Below is a summary of yesterday’s Amazon Web Services (AWS) outage that caused our InvestorView client portal to be offline for several hours yesterday.
Valued Customer –
We experienced a full outage this morning around 10:05am PST. This outage lasted until approx 2:55pm PST when full service was restored. At this time the app is fully operational and accessible. I’m writing to share some details around this event as we know it impacted your operations.
Around 9:40am PST we noticed site performance degredation & increased error rates. At this point we started monitoring the site closer to understand the scope/impact. At 10:08 we traced this to a significant outage event for Amazon Web Services (AWS). AWS communicated to their customers around 10:15amthat they were experiencing “increased error rates” with their storage service (S3). S3 is not only heavily used by (and a critical component of) Modestspark, but it is widely used by other applications (Netflix, Slack.com, Trello, Quora, etc.) as vital “plumbing” for Internet services. In addition to S3 issues, other core Amazon services (CDN, emailer, etc.) were offline – this crippled our ability to communicate out the issue to you sooner.

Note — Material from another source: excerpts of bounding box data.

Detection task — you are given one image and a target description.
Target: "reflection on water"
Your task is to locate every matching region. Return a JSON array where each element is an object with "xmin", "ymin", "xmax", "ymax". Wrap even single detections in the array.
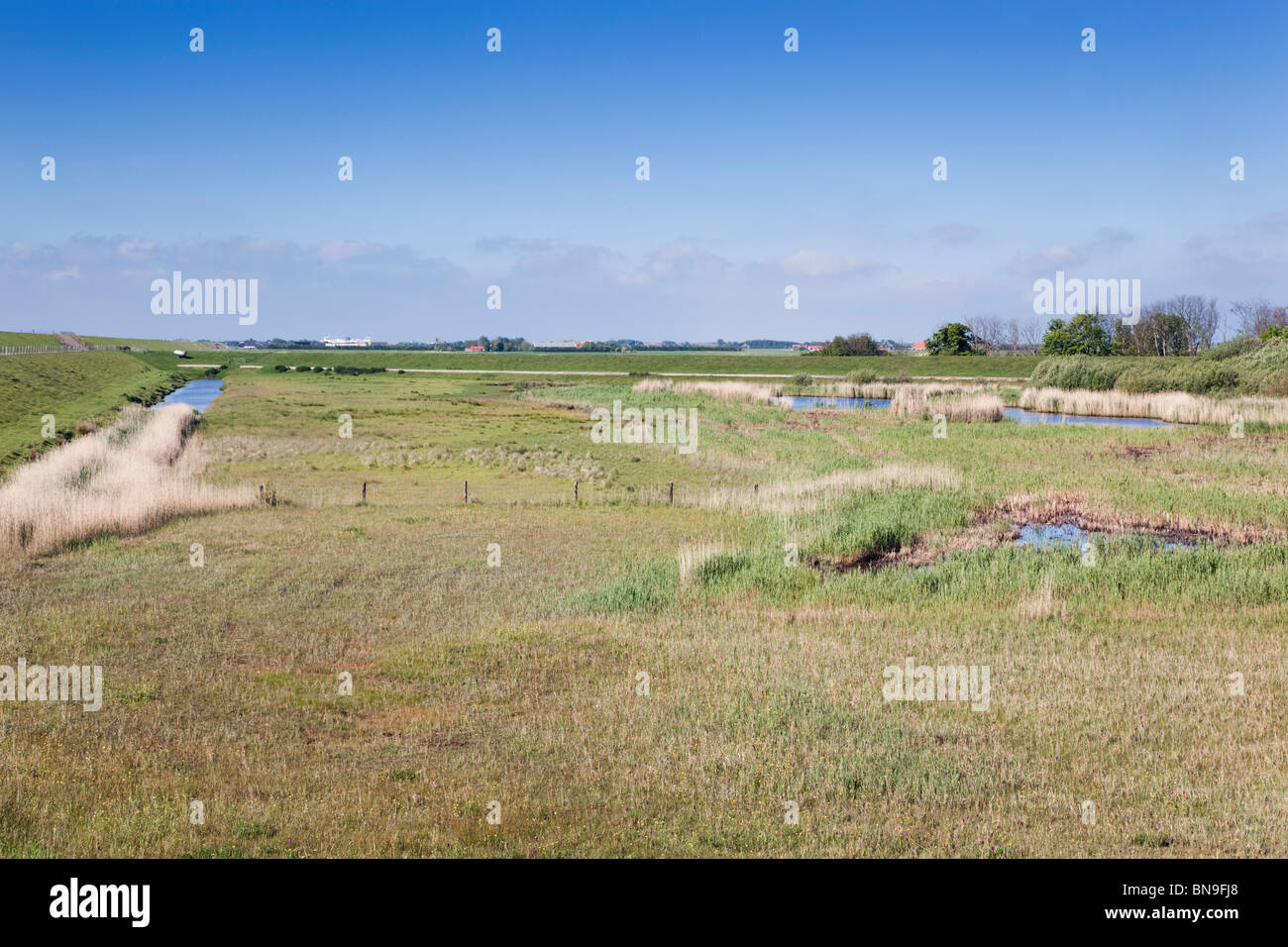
[
  {"xmin": 1015, "ymin": 523, "xmax": 1198, "ymax": 553},
  {"xmin": 152, "ymin": 377, "xmax": 224, "ymax": 411}
]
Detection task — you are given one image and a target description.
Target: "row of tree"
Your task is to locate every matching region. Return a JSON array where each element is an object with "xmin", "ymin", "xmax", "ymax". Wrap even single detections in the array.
[{"xmin": 926, "ymin": 295, "xmax": 1288, "ymax": 356}]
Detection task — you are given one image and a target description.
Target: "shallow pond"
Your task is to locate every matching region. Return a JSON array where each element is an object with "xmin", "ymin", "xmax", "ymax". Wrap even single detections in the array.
[
  {"xmin": 152, "ymin": 377, "xmax": 224, "ymax": 411},
  {"xmin": 1015, "ymin": 523, "xmax": 1198, "ymax": 552}
]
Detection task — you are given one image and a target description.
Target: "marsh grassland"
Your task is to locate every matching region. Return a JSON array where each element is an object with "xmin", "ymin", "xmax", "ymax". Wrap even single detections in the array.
[{"xmin": 0, "ymin": 369, "xmax": 1288, "ymax": 857}]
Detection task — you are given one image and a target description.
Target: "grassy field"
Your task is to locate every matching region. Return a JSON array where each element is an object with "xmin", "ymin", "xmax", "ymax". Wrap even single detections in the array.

Unfortunately, as we learned today, built in redundancies that we thought were available from AWS did NOT work as advertised and their outage caused our site to become unavailable. To top things off, Amazon did a horrible job of communicating this outage to their customers – this kept us in the dark for longer than we would have liked and we’re keeping our fingers crossed that Amazon does a better job in the future communicating outages/issues like this so we can act accordingly.
As you’ll see below, our biggest takeaways from this incident will be relying less on 3rd party providers like Amazon for our communication serivces. Not being able to get the message out was frustrating for us as I’m sure it was for you not knowing what was going on!
We’ve experienced 99.98% (or greater) uptime consistently over the past 4 years and when an incident like this happens, we take it serious. We’re going to learn from it, do better and take steps to ensure that we don’t have a situation like this in the future.
What we plan to do:
- Develop a status page that does NOT rely on AWS in any way. We have one built but unfortuntely we discovered it had a tight coupling with certain S3 assets
- Develop a mass emailer (for Admin notification) that does NOT rely on Amazon S3 or AWS email services. we have one built but discovered it also has a dependency with AWS services (S3, SES)
- Use Twitter to communicate outages (@modestspark) . Most of you have never checked our Twitter feed, but I’d recommend following @modestspark for this reason. We’ll use it as a channel to communicate events like this in the future should they occur.
We take outages like this seriously as we know that you’ve put your confidence in us to deliver an great Client Experience that needs to be availble when your Client’s want access. You have our commitment that, while we can’t eliminate events like this, we will work to minimize any occurance in the future.
Again, our apologies for this disruption in service.